Bagi Gus Dur, yang berhak menentukan pelanggaran hukum hanyalah institusi hukum resmi seperti Mahkamah Agung, bukan individu atau lembaga keagamaan. Sikap ini menunjukkan komitmen Gus Dur terhadap demokrasi yang berbasis pada supremasi hukum.
Persilangan Gus Dur dan Rhoma Irama
Polemik ini juga mencerminkan persilangan pemikiran dua tokoh besar, Gus Dur dan Rhoma Irama. Rhoma memandang aksi Inul sebagai bentuk dakwah amar ma’ruf nahi munkar untuk menjaga moralitas bangsa, sementara Gus Dur memprioritaskan tegaknya kedaulatan hukum dalam negara demokrasi. Kesetiaan Gus Dur pada konstitusi ini bukan tanpa konteks. Menurutnya, banyak sekali pelanggaran-pelanggaran yang menyalahi konstitusi bahkan dilakukan oleh pemerintah itu sendiri tetapi tidak diselesaikan secara hukum, malah dibiarkan saja.
Nah sejalan dengan kasus penjagalan Inul Daratista, kalau memang Inul menyalahi konstitusi silakan diadili oleh hukum, tidak asal main hakim sendiri. Ini adalah upaya-upaya Gus Dur untuk menegakkan demokrasi di Indonesia, bahwa semua warga negara itu sama dimata hukum. Tidak boleh tebang pilih.
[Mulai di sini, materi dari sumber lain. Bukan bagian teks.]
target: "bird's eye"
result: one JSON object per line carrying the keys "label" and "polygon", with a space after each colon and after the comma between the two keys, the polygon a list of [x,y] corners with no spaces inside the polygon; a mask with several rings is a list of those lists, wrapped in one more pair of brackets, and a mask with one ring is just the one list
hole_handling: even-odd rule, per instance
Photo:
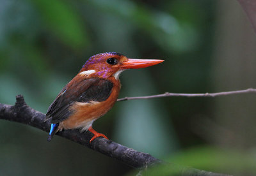
{"label": "bird's eye", "polygon": [[108,58],[107,60],[107,63],[111,65],[115,65],[117,64],[117,60],[116,58]]}

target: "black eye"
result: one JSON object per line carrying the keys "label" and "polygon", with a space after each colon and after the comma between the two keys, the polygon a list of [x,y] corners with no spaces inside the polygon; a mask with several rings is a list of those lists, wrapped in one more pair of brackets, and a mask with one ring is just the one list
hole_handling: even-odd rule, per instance
{"label": "black eye", "polygon": [[107,63],[111,65],[115,65],[117,64],[117,60],[116,58],[108,58],[107,60]]}

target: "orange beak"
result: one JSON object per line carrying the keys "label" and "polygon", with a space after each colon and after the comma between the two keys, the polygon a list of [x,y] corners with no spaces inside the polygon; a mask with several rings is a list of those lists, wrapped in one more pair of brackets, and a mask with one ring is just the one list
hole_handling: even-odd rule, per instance
{"label": "orange beak", "polygon": [[156,65],[163,61],[164,60],[157,60],[157,59],[128,59],[128,60],[122,63],[121,68],[123,69],[141,68]]}

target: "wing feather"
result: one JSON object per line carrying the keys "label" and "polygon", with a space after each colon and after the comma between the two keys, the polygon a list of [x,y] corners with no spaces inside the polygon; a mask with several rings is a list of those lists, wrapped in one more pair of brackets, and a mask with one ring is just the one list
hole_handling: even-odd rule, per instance
{"label": "wing feather", "polygon": [[70,107],[75,102],[103,101],[109,96],[113,83],[99,78],[72,80],[59,93],[49,106],[45,121],[61,122],[73,113]]}

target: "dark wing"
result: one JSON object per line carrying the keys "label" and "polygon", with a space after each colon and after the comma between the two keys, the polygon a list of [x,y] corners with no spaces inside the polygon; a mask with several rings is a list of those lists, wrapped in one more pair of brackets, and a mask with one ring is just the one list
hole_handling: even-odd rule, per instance
{"label": "dark wing", "polygon": [[45,121],[58,123],[72,114],[70,107],[75,102],[104,101],[109,96],[113,83],[99,78],[71,81],[58,95],[46,114]]}

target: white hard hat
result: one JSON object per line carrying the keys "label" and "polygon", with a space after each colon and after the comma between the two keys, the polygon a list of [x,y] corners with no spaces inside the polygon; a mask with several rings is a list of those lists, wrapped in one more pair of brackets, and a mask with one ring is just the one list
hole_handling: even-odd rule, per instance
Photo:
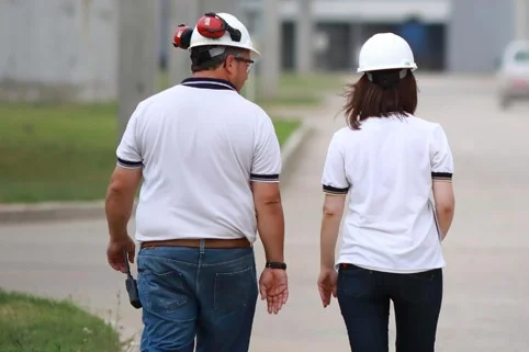
{"label": "white hard hat", "polygon": [[378,33],[360,49],[357,72],[385,69],[417,69],[409,44],[393,33]]}
{"label": "white hard hat", "polygon": [[202,36],[195,26],[193,34],[191,35],[189,49],[198,46],[205,46],[205,45],[233,46],[233,47],[239,47],[243,49],[250,50],[250,57],[252,60],[259,58],[261,54],[254,47],[254,43],[251,42],[250,34],[248,33],[248,30],[244,24],[239,20],[237,20],[236,16],[229,13],[217,13],[216,15],[223,19],[224,21],[226,21],[226,23],[229,26],[240,31],[240,41],[236,42],[232,39],[232,36],[227,31],[220,38],[216,38],[216,39],[207,38],[205,36]]}

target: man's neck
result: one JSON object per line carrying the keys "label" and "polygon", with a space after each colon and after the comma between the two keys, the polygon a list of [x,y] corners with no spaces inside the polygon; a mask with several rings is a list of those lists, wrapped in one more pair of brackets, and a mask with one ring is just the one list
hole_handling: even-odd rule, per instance
{"label": "man's neck", "polygon": [[194,72],[193,77],[195,78],[214,78],[214,79],[223,79],[227,81],[228,79],[225,77],[225,75],[222,75],[221,72],[217,71],[200,71],[200,72]]}

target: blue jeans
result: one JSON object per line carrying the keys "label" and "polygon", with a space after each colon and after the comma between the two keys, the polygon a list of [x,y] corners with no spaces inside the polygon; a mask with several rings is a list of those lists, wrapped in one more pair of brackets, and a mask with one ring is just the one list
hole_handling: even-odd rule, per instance
{"label": "blue jeans", "polygon": [[257,303],[252,248],[142,248],[142,352],[247,352]]}
{"label": "blue jeans", "polygon": [[442,270],[394,274],[340,264],[338,303],[354,352],[387,352],[390,299],[396,352],[434,352],[442,300]]}

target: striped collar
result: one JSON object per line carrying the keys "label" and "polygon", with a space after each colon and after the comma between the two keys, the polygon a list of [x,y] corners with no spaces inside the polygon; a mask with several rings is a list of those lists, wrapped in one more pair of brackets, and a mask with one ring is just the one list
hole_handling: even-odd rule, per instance
{"label": "striped collar", "polygon": [[191,77],[182,81],[182,86],[202,89],[221,89],[237,91],[232,82],[218,78]]}

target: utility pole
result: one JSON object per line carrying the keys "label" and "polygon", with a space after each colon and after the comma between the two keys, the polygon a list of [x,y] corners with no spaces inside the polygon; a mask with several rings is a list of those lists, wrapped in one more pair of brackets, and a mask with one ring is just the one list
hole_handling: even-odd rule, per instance
{"label": "utility pole", "polygon": [[184,78],[191,75],[191,63],[189,60],[189,50],[175,48],[172,46],[172,37],[179,24],[185,24],[194,27],[199,20],[199,1],[169,0],[169,37],[166,44],[168,50],[169,64],[169,81],[171,84],[180,83]]}
{"label": "utility pole", "polygon": [[261,81],[262,98],[273,98],[278,92],[279,75],[281,70],[281,19],[279,12],[279,0],[263,0],[263,23],[264,29],[260,31],[262,45]]}
{"label": "utility pole", "polygon": [[300,73],[311,72],[313,69],[313,1],[297,0],[299,9],[297,21],[295,26],[295,45],[296,45],[296,66]]}
{"label": "utility pole", "polygon": [[137,104],[155,92],[157,1],[119,1],[119,140]]}

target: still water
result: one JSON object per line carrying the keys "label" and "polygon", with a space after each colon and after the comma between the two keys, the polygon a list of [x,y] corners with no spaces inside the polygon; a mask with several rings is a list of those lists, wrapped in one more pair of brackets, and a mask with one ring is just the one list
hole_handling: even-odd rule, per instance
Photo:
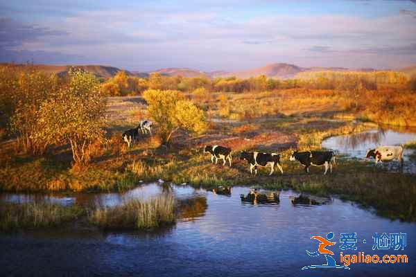
{"label": "still water", "polygon": [[[182,205],[175,226],[155,233],[103,232],[68,227],[0,235],[0,275],[286,276],[415,276],[416,224],[390,221],[338,199],[281,191],[279,201],[242,202],[248,188],[231,195],[215,195],[187,186],[153,184],[124,194],[76,196],[1,195],[1,202],[51,201],[64,204],[114,206],[130,198],[173,193]],[[309,201],[305,199],[309,199]],[[302,199],[297,201],[296,199]],[[295,204],[293,204],[295,203]],[[406,254],[408,264],[351,265],[350,270],[302,270],[325,259],[310,257],[318,250],[313,235],[332,231],[330,247],[339,264],[340,233],[357,233],[357,251],[382,256]],[[404,251],[374,250],[374,233],[406,233]],[[363,243],[366,240],[367,243]]]}
{"label": "still water", "polygon": [[[400,145],[415,140],[416,140],[416,132],[414,129],[397,132],[379,129],[358,134],[331,136],[324,139],[322,145],[324,148],[336,150],[341,154],[364,159],[368,149],[374,149],[381,145]],[[409,159],[414,151],[410,149],[404,150],[404,171],[405,172],[416,174],[416,161]],[[390,163],[387,166],[393,169],[395,164]],[[399,163],[397,163],[396,167],[398,167]]]}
Baca juga : Adakah Natal di Bumi Palestina?
Sampai pada titik ini kasus penjegalan Inul Daratista adalah cerminan dari tantangan yang dihadapi oleh masyarakat demokratis: bagaimana menentukan kebebasan berekspresi, nilai budaya hingga moralitas. Satu sisi, Inul Daratista berani melawan stigma sebagai bentuk perjuangannya membela haknya sebagai warga negara. Di sisi lain, sikap Gus Dur dalam membela kebebasan berekspresi tanpa melupakan moralitas menunjukkan bahwa inklusivitas adalah kunci dalam membangun demokrasi yang sehat.
Melalui pembelaannya terhadap Inul, Gus Dur mengingatkan kita bahwa kebebasan berekspresi adalah fondasi demokrasi. Tanpa itu, negara kehilangan ruang untuk keberagaman gagasan dan kreativitas, yang menjadi ciri khas bangsa yang maju. Kira-kira begitu.